Use the following command to train a logistic regression. It will do a grid search over a small space of hyperparameters and will report the scores for every case.

   cd mimic3models/decompensation/logistic/
   python -u main.py

Length of stay prediction

The best model we got for this task was trained for 15 chunks.

   cd mimic3models/length_of_stay/
   python -u main.py --network lstm_cf_custom --dim 256 --mode train --batch_size 8 --log_every 30

Run the following command to test the best pretrained neural network.

   python -u main.py --network lstm_cf_custom --dim 256 --mode test --batch_size 8 --log_every 30 --load_state best_model.state

Use the following command to train a logistic regression. It will do a grid search over a small space of hyperparameters and will report the scores for every case.

   cd mimic3models/length_of_stay/logistic/
   python -u main_cf.py

Phenotype classification

The best model we got for this task was trained for 30 epochs.

   cd mimic3models/phenotyping/
   python -u main.py --network lstm_2layer --dim 512 --mode train --batch_size 8 --log_every 30

Use the following command for testing:

   python -u main.py --network lstm_2layer --dim 512 --mode test --batch_size 8 --log_every 30 --load_state best_model.state

Use the following command for logistic regression.

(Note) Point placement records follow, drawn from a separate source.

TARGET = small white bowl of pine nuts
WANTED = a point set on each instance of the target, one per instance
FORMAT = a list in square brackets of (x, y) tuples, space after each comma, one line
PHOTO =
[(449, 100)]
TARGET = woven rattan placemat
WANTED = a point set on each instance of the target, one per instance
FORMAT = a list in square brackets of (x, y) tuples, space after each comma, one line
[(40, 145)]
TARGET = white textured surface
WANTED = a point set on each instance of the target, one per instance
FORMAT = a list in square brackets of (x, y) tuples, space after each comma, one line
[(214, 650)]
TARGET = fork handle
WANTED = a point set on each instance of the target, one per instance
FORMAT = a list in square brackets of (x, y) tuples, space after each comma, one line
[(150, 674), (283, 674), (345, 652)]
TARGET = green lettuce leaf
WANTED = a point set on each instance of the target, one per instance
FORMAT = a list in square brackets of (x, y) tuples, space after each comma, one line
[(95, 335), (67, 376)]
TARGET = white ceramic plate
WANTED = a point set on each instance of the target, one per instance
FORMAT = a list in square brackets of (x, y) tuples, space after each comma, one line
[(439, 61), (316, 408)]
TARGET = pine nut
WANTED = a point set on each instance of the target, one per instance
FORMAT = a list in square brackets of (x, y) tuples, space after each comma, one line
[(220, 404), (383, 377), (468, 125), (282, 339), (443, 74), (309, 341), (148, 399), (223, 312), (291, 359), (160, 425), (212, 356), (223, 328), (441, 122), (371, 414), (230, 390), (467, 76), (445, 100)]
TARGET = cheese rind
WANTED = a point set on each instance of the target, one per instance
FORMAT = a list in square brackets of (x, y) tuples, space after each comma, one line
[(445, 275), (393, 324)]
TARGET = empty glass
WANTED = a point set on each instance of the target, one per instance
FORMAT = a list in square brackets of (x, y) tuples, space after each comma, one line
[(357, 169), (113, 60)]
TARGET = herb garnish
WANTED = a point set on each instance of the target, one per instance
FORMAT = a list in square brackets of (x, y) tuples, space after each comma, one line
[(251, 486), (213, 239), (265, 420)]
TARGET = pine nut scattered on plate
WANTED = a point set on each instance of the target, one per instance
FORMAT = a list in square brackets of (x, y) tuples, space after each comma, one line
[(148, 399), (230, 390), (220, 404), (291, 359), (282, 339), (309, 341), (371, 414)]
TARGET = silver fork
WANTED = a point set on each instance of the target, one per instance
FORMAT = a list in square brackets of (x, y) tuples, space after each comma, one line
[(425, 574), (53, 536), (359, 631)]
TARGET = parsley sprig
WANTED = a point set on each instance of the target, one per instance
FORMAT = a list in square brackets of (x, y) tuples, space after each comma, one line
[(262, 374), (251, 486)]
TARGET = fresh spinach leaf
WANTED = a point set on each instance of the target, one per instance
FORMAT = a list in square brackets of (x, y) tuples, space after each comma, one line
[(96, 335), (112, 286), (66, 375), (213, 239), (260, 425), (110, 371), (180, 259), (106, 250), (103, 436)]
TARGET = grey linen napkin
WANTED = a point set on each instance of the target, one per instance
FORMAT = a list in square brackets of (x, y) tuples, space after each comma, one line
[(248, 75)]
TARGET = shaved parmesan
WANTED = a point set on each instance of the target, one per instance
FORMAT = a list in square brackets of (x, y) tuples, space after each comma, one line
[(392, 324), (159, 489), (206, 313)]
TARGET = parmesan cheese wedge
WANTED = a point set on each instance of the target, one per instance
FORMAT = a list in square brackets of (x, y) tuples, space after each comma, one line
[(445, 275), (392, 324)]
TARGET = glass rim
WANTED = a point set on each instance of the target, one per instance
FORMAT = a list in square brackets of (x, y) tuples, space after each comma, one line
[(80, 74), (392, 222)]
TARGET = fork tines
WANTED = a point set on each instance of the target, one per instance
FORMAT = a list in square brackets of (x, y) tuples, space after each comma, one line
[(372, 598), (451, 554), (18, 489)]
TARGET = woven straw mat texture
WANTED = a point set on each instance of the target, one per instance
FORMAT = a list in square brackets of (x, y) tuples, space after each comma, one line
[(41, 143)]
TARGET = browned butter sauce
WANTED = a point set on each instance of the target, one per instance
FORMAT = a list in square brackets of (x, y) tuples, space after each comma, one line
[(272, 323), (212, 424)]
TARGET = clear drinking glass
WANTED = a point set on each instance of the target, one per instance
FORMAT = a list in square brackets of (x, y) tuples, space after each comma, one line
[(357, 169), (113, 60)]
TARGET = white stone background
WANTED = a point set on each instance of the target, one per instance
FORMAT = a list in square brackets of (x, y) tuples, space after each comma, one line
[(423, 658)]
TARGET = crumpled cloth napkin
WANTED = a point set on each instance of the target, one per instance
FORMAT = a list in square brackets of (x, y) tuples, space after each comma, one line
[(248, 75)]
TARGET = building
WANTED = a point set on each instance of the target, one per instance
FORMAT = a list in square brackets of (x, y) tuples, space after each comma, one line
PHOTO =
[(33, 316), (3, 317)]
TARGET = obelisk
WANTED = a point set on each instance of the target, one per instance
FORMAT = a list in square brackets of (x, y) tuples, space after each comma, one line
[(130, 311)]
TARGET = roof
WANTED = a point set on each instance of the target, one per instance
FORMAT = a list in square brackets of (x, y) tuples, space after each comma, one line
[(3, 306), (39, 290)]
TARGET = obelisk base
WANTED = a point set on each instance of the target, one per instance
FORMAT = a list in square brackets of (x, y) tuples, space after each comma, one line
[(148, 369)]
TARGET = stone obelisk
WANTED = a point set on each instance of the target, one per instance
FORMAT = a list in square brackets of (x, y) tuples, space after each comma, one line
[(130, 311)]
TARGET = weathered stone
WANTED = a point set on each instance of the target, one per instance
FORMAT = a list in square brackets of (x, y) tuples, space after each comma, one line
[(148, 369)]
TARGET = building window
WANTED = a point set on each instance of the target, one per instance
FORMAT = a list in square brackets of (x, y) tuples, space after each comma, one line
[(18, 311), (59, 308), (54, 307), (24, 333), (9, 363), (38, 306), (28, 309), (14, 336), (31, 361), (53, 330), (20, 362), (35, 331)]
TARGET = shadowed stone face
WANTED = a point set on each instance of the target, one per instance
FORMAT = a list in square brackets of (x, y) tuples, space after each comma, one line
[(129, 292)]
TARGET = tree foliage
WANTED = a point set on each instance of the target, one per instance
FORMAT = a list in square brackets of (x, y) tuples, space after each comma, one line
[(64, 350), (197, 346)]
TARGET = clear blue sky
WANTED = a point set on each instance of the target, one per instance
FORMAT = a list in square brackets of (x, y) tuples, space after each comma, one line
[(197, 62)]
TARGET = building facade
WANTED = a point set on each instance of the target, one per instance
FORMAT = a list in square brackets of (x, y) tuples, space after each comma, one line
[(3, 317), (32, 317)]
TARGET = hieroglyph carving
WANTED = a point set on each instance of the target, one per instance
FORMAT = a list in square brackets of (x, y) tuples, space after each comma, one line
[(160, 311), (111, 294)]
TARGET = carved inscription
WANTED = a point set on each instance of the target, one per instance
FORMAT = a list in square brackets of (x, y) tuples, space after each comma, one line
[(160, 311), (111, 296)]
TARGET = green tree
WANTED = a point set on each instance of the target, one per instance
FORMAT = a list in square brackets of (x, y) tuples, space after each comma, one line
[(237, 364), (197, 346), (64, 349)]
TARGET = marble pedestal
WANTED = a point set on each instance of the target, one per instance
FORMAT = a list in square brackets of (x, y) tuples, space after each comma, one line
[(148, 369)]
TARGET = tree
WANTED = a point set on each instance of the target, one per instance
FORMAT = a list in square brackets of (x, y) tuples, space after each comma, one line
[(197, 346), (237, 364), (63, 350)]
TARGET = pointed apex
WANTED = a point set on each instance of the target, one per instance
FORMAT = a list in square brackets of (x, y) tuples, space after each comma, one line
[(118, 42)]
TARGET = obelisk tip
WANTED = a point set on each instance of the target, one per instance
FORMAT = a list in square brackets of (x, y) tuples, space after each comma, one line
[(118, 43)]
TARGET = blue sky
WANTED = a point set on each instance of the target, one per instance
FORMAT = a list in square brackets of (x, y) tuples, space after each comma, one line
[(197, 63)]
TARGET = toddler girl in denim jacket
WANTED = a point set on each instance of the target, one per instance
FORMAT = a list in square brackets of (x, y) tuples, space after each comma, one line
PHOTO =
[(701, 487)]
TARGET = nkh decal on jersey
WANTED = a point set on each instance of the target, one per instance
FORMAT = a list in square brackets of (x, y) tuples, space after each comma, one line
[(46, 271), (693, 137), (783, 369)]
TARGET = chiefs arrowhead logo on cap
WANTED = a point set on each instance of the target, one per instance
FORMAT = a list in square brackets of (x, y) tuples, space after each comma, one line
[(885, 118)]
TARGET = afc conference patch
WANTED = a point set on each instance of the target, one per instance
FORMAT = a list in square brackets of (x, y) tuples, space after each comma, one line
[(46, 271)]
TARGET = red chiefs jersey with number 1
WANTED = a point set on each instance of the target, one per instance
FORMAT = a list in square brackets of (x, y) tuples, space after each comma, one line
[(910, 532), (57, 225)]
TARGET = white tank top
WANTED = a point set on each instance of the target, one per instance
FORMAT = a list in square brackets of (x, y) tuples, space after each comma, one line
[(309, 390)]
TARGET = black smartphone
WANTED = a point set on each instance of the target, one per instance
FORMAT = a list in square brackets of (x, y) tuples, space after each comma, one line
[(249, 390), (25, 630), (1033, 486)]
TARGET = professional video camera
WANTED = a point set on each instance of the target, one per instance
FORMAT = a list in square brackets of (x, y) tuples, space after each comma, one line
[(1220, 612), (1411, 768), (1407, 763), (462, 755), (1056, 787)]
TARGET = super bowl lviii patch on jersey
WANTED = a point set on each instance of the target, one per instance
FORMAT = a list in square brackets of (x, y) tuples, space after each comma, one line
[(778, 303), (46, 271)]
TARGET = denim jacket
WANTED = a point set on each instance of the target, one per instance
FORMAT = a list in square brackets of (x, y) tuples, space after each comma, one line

It will do a grid search over a small space of hyperparameters and will report the scores for every case.

   cd mimic3models/phenotyping/logistic/
   python -u main.py

Multitask learning

ihm_C, decomp_C, los_C and ph_C coefficients control the relative weight of the tasks in the multitask model. Default is 1.0. The best model we got was trained for 12 epochs.

   cd mimic3models/multitask/
   python -u main.py --network lstm --dim 1024 --mode train --batch_size 8 --log_every 30 --ihm_C 0.02 --decomp_C 0.1 --los_C 0.5

Use the following command for testing:

   python -u main.py --network lstm --dim 1024 --mode test --batch_size 8 --log_every 30 --load_state best_model.state

General todos:

  • Test and debug
  • Add comments and documentation
  • Refactor, where appropriate, to make code more generally useful
  • Expand coverage of variable map and variable range files.
  • Decide whether we are missing any other high-priority data (CPT codes, inputs, etc.)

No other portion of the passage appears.